Reputation: 343
I have one third-party exported function and three structures of the same size, same numer of members but different member types:
[StructLayout(LayoutKind.Sequential, CharSet = CharSet.Ansi, Pack = 1, Size = 34)]
public struct StructA
{
public Int32 id;
public Int16 year;
public Char month;
public Char day;
// and 12 more Char members
}
[StructLayout(LayoutKind.Sequential, CharSet = CharSet.Ansi, Pack = 1, Size = 34)]
public struct StructB
{
public Int32 id;
public Int16 year;
public Byte month;
public Byte day;
// and 12 more Byte members
public Int64 padding1;
public Int32 padding2;
public Int16 padding3;
// padding fields supply the 14 bytes left of the total size (34)
}
[StructLayout(LayoutKind.Sequential, CharSet = CharSet.Ansi, Pack = 1, Size = 34)]
public struct StructC
{
public Int32 id;
public Int16 year;
public Int16 month;
public Int16 day;
// and 12 more Int16 members
}
private static extern Int32 foo_nction(ref struct structure);
I would expect that StructA and StructC have the same result because they have the same number of parameters in the same order and each parameter correspond not in types but in sizes, but the most similar results are between StructA and StructB despite their types are not equivalent in sizes.
THE FACTS ARE THAT:
When I pass StructA as parameter to the 3rd-party function everything works perfect.
When I pass StructB as parameter its members get the expected values but truncated because Char's physical bytes are two and Byte's is one (as our friendly forum pals remarked).
When I pass StructC as parameter the values from the 3rd-party function melt as if one Int16-type value could storage two Char-type values.

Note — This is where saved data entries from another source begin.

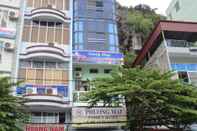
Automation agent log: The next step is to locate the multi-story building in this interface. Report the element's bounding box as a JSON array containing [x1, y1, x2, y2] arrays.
[[133, 20, 197, 98], [166, 0, 197, 21], [16, 0, 73, 130], [8, 0, 126, 130], [0, 0, 21, 76], [72, 0, 125, 130]]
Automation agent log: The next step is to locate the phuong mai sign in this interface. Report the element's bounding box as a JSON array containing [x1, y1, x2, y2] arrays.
[[73, 50, 123, 65], [25, 124, 64, 131], [72, 107, 127, 128]]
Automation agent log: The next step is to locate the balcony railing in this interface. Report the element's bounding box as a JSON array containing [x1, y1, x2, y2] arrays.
[[167, 39, 197, 48]]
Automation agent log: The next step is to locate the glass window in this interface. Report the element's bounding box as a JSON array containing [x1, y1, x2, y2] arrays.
[[20, 61, 31, 68], [57, 63, 67, 69], [31, 112, 42, 123], [74, 33, 78, 43], [104, 69, 112, 74], [78, 22, 83, 31], [78, 32, 83, 43], [96, 1, 103, 7], [78, 45, 83, 50], [45, 62, 56, 68], [0, 10, 9, 28], [114, 25, 118, 34], [108, 24, 114, 33], [109, 34, 115, 45], [75, 21, 83, 31], [33, 61, 44, 68], [178, 72, 189, 83], [89, 69, 98, 74], [109, 46, 116, 51]]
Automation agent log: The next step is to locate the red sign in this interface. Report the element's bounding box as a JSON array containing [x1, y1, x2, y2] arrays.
[[25, 124, 64, 131]]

For example, when I pass StructA as parameter I receive date data that forms "2013-5-27" and when I pass StructB I receive date data that forms "2013-6917-2"
Could anyone please explain the reason of this behavior?
Upvotes: 0
Views: 146
Reputation: 4693
Update:
Sorry for that I did't build an example for the test. I'd suggest that to have a look at this answer:
Calling C++ function from C#, with lots of complicated input and output parameters
and other answers of that question are also good with more explanation.
I think the whole point is you are confused with [marshaling]. Your data, either structure or array was not passed directly to C++ side, but marshal as what it is, that is, it's copied into a pinned memory, and then passed to the C++ code. The CharSet
is not used to deside the physical length of data but how to interpret the characters.
The physical bytes of Char
is two; but byte
is one. Your data might be truncated.